In de praktijk zien we dat het met de huidige prijzen en kosten voor de energietransitie al spaak loopt. Dat liet het onderzoek van PBL al zien en gemeentelijke warmtenet projecten. Veelal zijn de laagst maatschappelijke kosten niet goedkoop, maar het minst dure alternatief. Zeker bij collectieve warmteprojecten zie ik in de praktijk dat de hogere vaste lasten vooral voor bewoners met een kleinere portemonnee en energierekening harder aankomt.
Woonlastenreëel als uitgangspunt
Het is tijd om woonlastenreëel als uitgangspunt voor onze energietransitie te nemen. Dit eerlijk zijn over de daadwerkelijke kosten voor bewoners en eigenaren lijkt pijnlijk maar heeft een hoop voordelen. Niet alle woningen kunnen woonlastenneutraal verduurzaamd worden. De hogere kosten van energie bij woonlastenreëel kunnen bijvoorbeeld tot meer investeringen gaan leiden in duurzame koeling en warmteopties. Dit lijkt hard nodig, want de meest inefficiënte oplossingen zoals airco´s krijgen met het huidige beleid volop de ruimte. Daarnaast ontstaat er een beter verdienmodel voor het besparen van energie, efficiency krijgt de aandacht die ze verdient.

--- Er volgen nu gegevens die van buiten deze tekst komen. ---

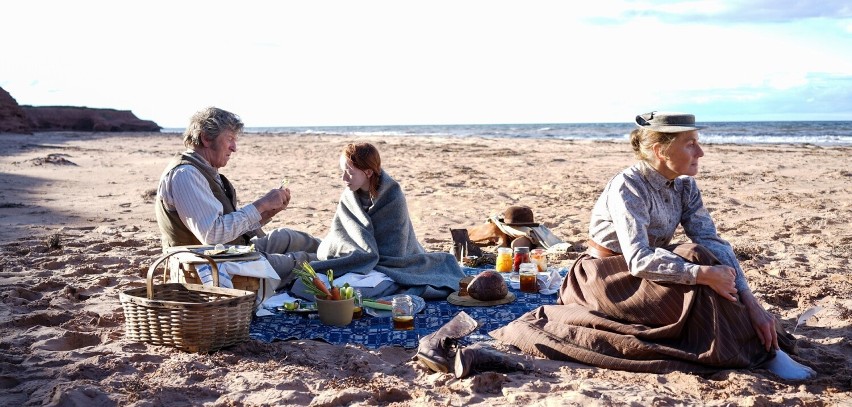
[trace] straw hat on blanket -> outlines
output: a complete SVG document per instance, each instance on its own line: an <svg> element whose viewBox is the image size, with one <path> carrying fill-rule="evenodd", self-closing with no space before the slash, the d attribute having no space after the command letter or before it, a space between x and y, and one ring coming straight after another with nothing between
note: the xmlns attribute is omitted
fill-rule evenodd
<svg viewBox="0 0 852 407"><path fill-rule="evenodd" d="M554 235L546 226L535 221L532 208L510 206L502 214L491 215L484 224L469 228L474 242L497 243L500 246L540 246L548 251L565 251L569 245Z"/></svg>

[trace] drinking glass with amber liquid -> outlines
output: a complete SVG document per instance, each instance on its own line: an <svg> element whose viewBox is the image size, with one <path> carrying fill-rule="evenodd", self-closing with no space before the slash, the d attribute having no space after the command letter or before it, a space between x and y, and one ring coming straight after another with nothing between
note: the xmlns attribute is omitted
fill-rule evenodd
<svg viewBox="0 0 852 407"><path fill-rule="evenodd" d="M393 297L393 329L410 331L414 329L414 303L411 297L399 295Z"/></svg>
<svg viewBox="0 0 852 407"><path fill-rule="evenodd" d="M536 281L536 276L538 275L538 266L536 266L535 263L521 263L518 274L521 280L521 292L538 292L538 281Z"/></svg>
<svg viewBox="0 0 852 407"><path fill-rule="evenodd" d="M361 290L355 290L355 308L352 309L352 319L361 319L364 316L364 308L361 304Z"/></svg>

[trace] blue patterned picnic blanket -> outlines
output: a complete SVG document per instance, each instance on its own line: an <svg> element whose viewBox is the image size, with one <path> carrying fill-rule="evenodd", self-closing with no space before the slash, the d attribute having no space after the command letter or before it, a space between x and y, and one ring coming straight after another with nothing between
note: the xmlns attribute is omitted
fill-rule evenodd
<svg viewBox="0 0 852 407"><path fill-rule="evenodd" d="M483 269L464 267L465 274L476 275ZM559 270L565 276L567 269ZM476 332L462 340L463 344L490 340L488 332L505 326L511 321L541 305L554 304L556 294L529 294L509 287L515 301L489 307L460 307L447 301L426 301L426 307L414 318L414 330L396 331L390 317L376 318L364 314L345 327L334 327L320 322L316 313L295 314L275 311L275 315L255 317L249 327L249 335L257 340L272 342L288 339L318 339L334 345L360 344L368 349L397 345L406 349L417 347L418 340L435 332L459 311L467 312L480 322Z"/></svg>

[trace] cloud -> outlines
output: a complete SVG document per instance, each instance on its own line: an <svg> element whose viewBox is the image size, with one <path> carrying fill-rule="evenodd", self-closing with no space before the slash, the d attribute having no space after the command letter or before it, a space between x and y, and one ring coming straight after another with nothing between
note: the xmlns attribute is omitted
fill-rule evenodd
<svg viewBox="0 0 852 407"><path fill-rule="evenodd" d="M682 99L681 110L700 112L708 121L849 120L850 95L852 75L811 73L799 85L783 89L759 84L696 92Z"/></svg>
<svg viewBox="0 0 852 407"><path fill-rule="evenodd" d="M655 18L671 23L782 23L852 18L848 0L725 0L627 2L619 20Z"/></svg>

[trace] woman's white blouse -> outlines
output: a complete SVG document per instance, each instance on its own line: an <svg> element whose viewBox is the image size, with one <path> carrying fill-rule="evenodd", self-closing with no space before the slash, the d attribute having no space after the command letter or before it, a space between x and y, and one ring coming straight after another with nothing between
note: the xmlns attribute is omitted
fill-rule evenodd
<svg viewBox="0 0 852 407"><path fill-rule="evenodd" d="M678 225L693 243L737 270L738 291L748 290L731 245L719 237L695 179L666 179L644 161L609 181L592 209L589 236L622 253L630 274L658 282L695 284L698 265L663 249Z"/></svg>

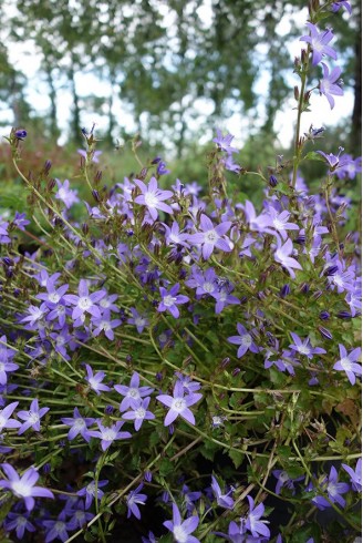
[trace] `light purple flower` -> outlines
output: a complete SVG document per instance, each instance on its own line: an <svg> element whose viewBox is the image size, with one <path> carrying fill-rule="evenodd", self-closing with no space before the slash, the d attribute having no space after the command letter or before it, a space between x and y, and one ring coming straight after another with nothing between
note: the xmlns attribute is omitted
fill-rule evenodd
<svg viewBox="0 0 363 543"><path fill-rule="evenodd" d="M105 486L107 484L107 480L98 481L97 482L97 494L96 494L96 483L95 481L91 481L86 486L83 486L83 489L77 491L77 495L84 496L85 495L85 509L90 509L91 504L95 498L97 500L101 500L101 498L104 495L104 492L100 489Z"/></svg>
<svg viewBox="0 0 363 543"><path fill-rule="evenodd" d="M312 65L315 66L322 60L322 58L328 54L332 59L336 60L336 51L328 45L328 43L334 38L331 30L324 30L319 32L315 24L307 22L307 27L310 30L310 35L302 35L300 41L310 43L312 49Z"/></svg>
<svg viewBox="0 0 363 543"><path fill-rule="evenodd" d="M157 180L152 177L148 185L141 180L135 180L136 185L142 191L139 196L136 196L136 204L145 205L154 221L157 219L157 211L162 209L165 213L173 215L173 208L165 204L164 201L173 196L172 191L162 191L157 185Z"/></svg>
<svg viewBox="0 0 363 543"><path fill-rule="evenodd" d="M345 371L351 385L355 383L355 376L362 375L362 366L356 363L361 357L362 349L357 347L348 354L345 347L339 344L340 360L334 363L333 369Z"/></svg>
<svg viewBox="0 0 363 543"><path fill-rule="evenodd" d="M93 369L89 363L85 365L85 369L87 371L87 377L85 377L85 380L92 390L96 392L96 395L100 396L101 391L108 392L111 390L107 385L103 385L102 382L106 375L104 371L97 371L97 373L93 375Z"/></svg>
<svg viewBox="0 0 363 543"><path fill-rule="evenodd" d="M40 432L40 419L48 413L49 410L50 408L39 409L38 399L35 398L35 400L31 402L29 411L18 411L19 419L25 421L19 428L18 434L24 433L29 428L32 428L35 432Z"/></svg>
<svg viewBox="0 0 363 543"><path fill-rule="evenodd" d="M179 317L180 311L177 306L189 301L189 298L187 296L180 294L178 295L179 288L180 286L178 283L174 285L170 290L160 287L162 301L157 307L157 310L159 313L169 311L169 314L173 315L174 318L177 319Z"/></svg>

Maar wat van al die mensen die dit niet kunnen betalen? De oplossing ligt hem in het minder belasten van arbeid en productiviteit van mensen en de belasting verschuiven naar consumptie. In mei van dit jaar werd dit al betoogd door een groep topambtenaren. In zekere zin krijgen hier zowel politiek links als rechts iets wat ze zou moeten aanspreken. Meer focus op verduurzaming door consumptie te belasten is iets dat GroenLinks al jaren roept. En de VVD zou meer geld voor werken en meer vrijheid het uit te geven kunnen waarderen.